The move comes as reformist President Maithripala Sirisena’s administration takes some steps to promote post-conflict reconciliation and address alleged war crimes committed during the 26-year conflict between government troops and Tamil Tiger rebels.
Sirisena, who unseated former leader Mahinda Rajapaksa in a bitterly contested poll last year, promised a new constitution to strengthen democracy and fundamental rights.
According to the document presented to parliament, the government intends to strengthen democratic rights, promote national reconciliation and establish a political culture that respects the rule of law.
The new constitution will also guarantee fundamental rights and freedoms that assure human dignity and promote responsible and accountable government.
The main idea is to devolve power to the grassroot level and strengthen democracy in order to prevent another war.

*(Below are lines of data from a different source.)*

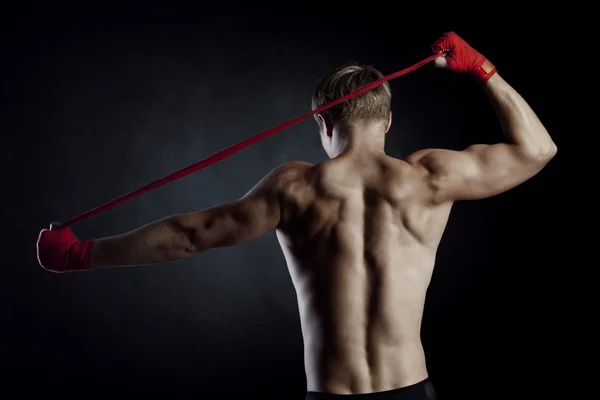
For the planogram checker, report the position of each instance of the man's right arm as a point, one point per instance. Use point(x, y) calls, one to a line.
point(482, 171)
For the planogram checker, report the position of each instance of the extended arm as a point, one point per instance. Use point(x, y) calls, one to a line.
point(174, 238)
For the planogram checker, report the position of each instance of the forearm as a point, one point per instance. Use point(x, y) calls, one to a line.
point(161, 241)
point(519, 122)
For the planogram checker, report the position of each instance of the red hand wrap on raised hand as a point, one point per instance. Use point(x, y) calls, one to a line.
point(61, 251)
point(463, 58)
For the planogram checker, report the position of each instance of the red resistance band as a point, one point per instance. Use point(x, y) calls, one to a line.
point(231, 150)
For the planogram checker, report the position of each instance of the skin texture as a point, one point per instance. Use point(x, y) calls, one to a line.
point(359, 233)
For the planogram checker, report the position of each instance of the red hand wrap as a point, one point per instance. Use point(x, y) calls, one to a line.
point(61, 251)
point(463, 58)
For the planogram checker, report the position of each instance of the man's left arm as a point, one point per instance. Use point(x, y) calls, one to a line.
point(174, 238)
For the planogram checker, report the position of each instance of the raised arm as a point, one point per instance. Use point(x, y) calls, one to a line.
point(482, 171)
point(174, 238)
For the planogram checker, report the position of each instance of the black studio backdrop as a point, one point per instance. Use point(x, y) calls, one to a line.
point(94, 107)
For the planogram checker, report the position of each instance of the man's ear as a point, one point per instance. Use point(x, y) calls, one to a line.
point(388, 123)
point(326, 124)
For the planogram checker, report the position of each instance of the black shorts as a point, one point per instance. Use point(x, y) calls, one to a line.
point(419, 391)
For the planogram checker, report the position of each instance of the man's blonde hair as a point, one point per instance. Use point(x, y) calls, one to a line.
point(372, 106)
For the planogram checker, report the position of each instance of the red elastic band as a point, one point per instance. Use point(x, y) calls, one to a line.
point(223, 154)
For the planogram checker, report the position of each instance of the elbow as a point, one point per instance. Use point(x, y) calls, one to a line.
point(549, 152)
point(189, 239)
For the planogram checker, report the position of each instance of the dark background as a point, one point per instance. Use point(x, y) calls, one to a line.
point(97, 104)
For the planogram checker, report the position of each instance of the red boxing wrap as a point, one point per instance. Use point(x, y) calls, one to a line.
point(463, 58)
point(61, 251)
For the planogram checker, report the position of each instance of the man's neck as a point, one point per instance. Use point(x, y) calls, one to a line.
point(363, 140)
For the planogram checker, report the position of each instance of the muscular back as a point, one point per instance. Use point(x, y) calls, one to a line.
point(360, 238)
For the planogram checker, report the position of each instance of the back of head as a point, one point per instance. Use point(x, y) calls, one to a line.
point(372, 106)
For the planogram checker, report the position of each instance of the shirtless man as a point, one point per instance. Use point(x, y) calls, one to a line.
point(359, 231)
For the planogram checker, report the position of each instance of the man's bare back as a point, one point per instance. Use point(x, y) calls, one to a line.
point(359, 232)
point(360, 237)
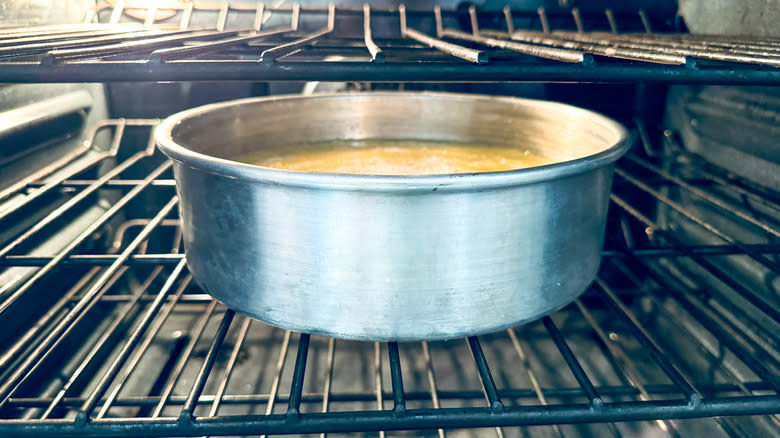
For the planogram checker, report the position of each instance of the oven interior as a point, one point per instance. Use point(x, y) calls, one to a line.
point(105, 334)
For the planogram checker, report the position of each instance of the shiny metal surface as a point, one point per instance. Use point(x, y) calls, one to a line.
point(391, 257)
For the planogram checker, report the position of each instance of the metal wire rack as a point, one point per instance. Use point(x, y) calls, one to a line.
point(74, 367)
point(263, 43)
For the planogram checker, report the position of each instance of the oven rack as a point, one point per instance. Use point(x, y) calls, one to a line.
point(266, 43)
point(88, 394)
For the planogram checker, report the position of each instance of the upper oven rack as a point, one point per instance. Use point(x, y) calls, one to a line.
point(197, 405)
point(240, 42)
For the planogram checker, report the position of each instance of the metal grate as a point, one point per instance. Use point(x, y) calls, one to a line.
point(101, 359)
point(263, 43)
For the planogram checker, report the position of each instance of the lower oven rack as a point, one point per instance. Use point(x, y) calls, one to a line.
point(137, 288)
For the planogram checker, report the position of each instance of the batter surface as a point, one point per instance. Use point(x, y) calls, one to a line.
point(395, 157)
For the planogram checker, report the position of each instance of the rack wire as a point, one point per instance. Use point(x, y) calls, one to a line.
point(57, 381)
point(242, 44)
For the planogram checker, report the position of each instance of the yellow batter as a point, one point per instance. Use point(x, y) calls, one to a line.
point(395, 157)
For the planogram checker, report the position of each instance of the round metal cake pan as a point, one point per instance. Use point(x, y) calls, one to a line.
point(392, 257)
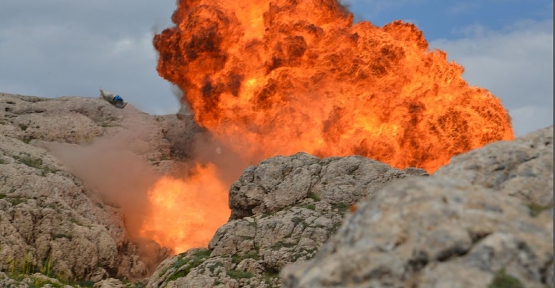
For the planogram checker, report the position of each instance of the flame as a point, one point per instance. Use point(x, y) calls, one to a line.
point(186, 213)
point(276, 77)
point(291, 76)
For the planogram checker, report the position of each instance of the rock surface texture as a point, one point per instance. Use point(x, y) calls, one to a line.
point(484, 220)
point(50, 221)
point(283, 210)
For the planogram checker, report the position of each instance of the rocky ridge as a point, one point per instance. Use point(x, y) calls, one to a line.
point(299, 221)
point(484, 220)
point(283, 211)
point(50, 221)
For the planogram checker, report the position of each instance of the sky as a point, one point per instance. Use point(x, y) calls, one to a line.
point(72, 48)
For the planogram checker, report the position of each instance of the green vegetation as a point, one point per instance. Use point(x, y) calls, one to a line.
point(16, 200)
point(341, 207)
point(313, 196)
point(503, 280)
point(235, 258)
point(31, 162)
point(536, 209)
point(236, 274)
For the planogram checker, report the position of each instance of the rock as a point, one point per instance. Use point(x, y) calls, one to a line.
point(109, 283)
point(280, 182)
point(284, 210)
point(52, 221)
point(468, 225)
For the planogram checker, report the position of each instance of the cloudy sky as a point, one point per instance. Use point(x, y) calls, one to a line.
point(66, 47)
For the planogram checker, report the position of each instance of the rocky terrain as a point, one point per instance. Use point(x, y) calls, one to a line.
point(484, 220)
point(53, 223)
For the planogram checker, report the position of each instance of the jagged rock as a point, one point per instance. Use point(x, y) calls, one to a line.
point(49, 219)
point(473, 223)
point(284, 210)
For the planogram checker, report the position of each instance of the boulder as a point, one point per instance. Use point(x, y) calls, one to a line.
point(283, 210)
point(52, 221)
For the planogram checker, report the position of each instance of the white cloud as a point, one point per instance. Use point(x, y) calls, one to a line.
point(515, 64)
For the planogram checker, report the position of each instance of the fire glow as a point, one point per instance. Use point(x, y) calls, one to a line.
point(279, 77)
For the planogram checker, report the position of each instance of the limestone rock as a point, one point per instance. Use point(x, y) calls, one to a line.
point(470, 224)
point(50, 221)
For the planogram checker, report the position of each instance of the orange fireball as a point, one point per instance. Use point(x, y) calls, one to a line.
point(271, 77)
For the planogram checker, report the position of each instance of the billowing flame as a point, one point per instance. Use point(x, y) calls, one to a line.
point(186, 213)
point(282, 76)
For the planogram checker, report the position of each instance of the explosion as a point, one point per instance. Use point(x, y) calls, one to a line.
point(185, 213)
point(274, 77)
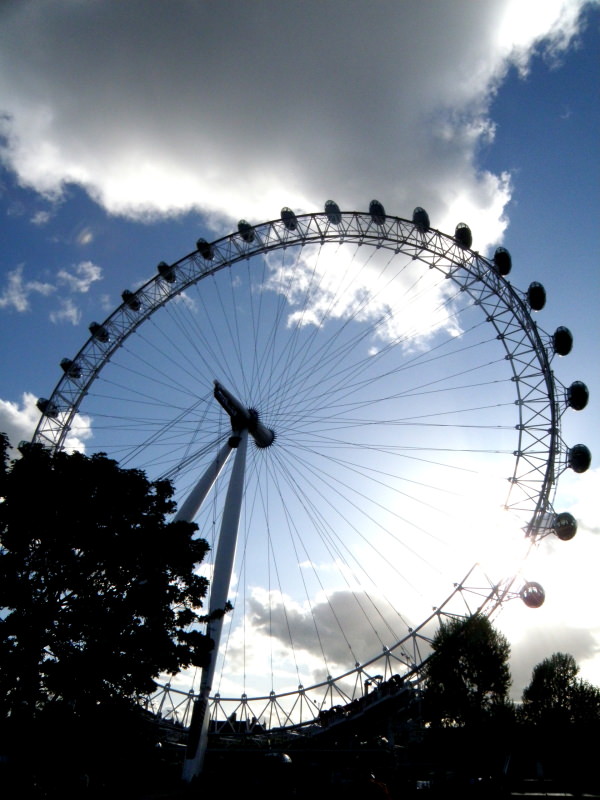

Some opposition members, however, have alleged that the new constitution has been drafted to please some Western nations and to dilute the main religion, Buddhism, in Sri Lanka. The government has rejected such accusations.
Ethnic minority Tamils were often favoured for higher government positions under British colonial rule.
After independence in 1948, many lost their positions as successive governments pursued language and other policies favouring the majority Sinhalese population.
Tensions erupted into a fully fledged armed conflict in 1983 that only ended when government forces seized the last areas controlled by the separatist Liberation Tigers of Tamil Eelam (LTTE).
This move aims at preventing the sort of ethnic tensions that led to a long and bitter civil war that ended in 2009.